Um breve comentário sobre o Plano Condor, por ter sido vitima dessa política em vários países latinoamericanos.

No Brasil fui detido em duas oportunidades, a primeira foi em São Paulo em 1975, no aeroporto, e levado ao DOPS – da Policia Federal -, quando preparávamos um encontro de Bispos latinoamericanos com o Cardeal Arns em São Paulo.

A segunda detenção foi em 1981, quando, no Rio de Janeiro, na OAB, afirmei que a auto-anistia que os militares se deram era uma ofensa ao povo e que atentava contra o direito, porque a impunidade impede a construção da democracia.

As duas vezes, o Cardeal Dom Paulo Evaristo Arns, Arcebispo de São Paulo, Bispos, comunidades religiosas e organizações sociais conseguiram a minha liberdade.

Hoje, o general da reserva Luiz Eduardo Rocha Paiva, juntos com outros oficiais da reserva, pretendem colocar em duvida os acontecimentos sofridos pelo povo brasileiro nos anos da ditadura, para gerar suspeitas e enevoar a verdade histórica. O medo da investigação histórica dessa instituição corporativa está provocando um grave dano às Forças Armadas e às novas gerações que a integram.

Cada povo deve encontrar seu caminho e fortalecer suas instituições democráticas. Insisto que com impunidade é impossível construir uma democracia; os países que ocultam a memória, ou pretendem ignorá-la, perdem sua identidade e valores.

As Forças Armadas devem ter a coragem de analisar o seu papel nos acontecimentos de cada país durante as ditaduras e ajudar à Verdade. Não devem esquecer que são parte integrante do povo e não entidades separadas.

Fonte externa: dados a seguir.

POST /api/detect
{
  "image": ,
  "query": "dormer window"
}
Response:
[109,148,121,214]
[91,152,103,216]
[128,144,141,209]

Até a sanção da lei nº. 12.528, constitutiva da Comissão da Verdade, no final de 2011, o Brasil era o único país latinoamericano que não tinha conformado uma comissão investigadora dos crimes de sua própria ditadura.

Não é possível construir um projeto de país livre e soberano se as Forças Armadas estão ausentes, é necessário recuperar a mística dos libertadores da independência dos nossos povos e trabalhar para a integração regional e continental.

Devemos ser solidários e apoiar a presidente Rousseff, que está levando à consciência e vida do seu povo a necessidade de reconstruir a memória e encontrar os caminhos de paz entre os diversos setores do povo brasileiro.

A Argentina tem avançado exemplarmente no direito da verdade e justiça. Tudo isto foi possível graças à incansável luta dos órgãos de direitos humanos, o apoio da sociedade e da vontade política do ex-presidente Nestor Kirchner e da presidenta Cristina para superar a impunidade jurídica. Este é o caminho correto para que nunca mais voltemos a viver o horror, a morte e o desaparecimento de pessoas, de crianças, vitimas do horror de políticas nefastas impostas através da Doutrina de Segurança Nacional para submeter os povos.

O acontecido no Brasil, pela pressão de setores das Forças Armadas, afeta-nós a todos, são remanescentes de um passado recente e devemos ser solidários e estar alertas sobre esses brotos, que tem ocorrido recentemente em alguns países da nossa América.

É importante que as novas gerações das Forças Armadas assumam seu papel específico junto ao povo na defesa da soberania, do direito à democracia e à vida.

Adolfo Pérez Esquivel é Prêmio Nobel da Paz. Presidente do Servicio Paz y Justicia Argentina.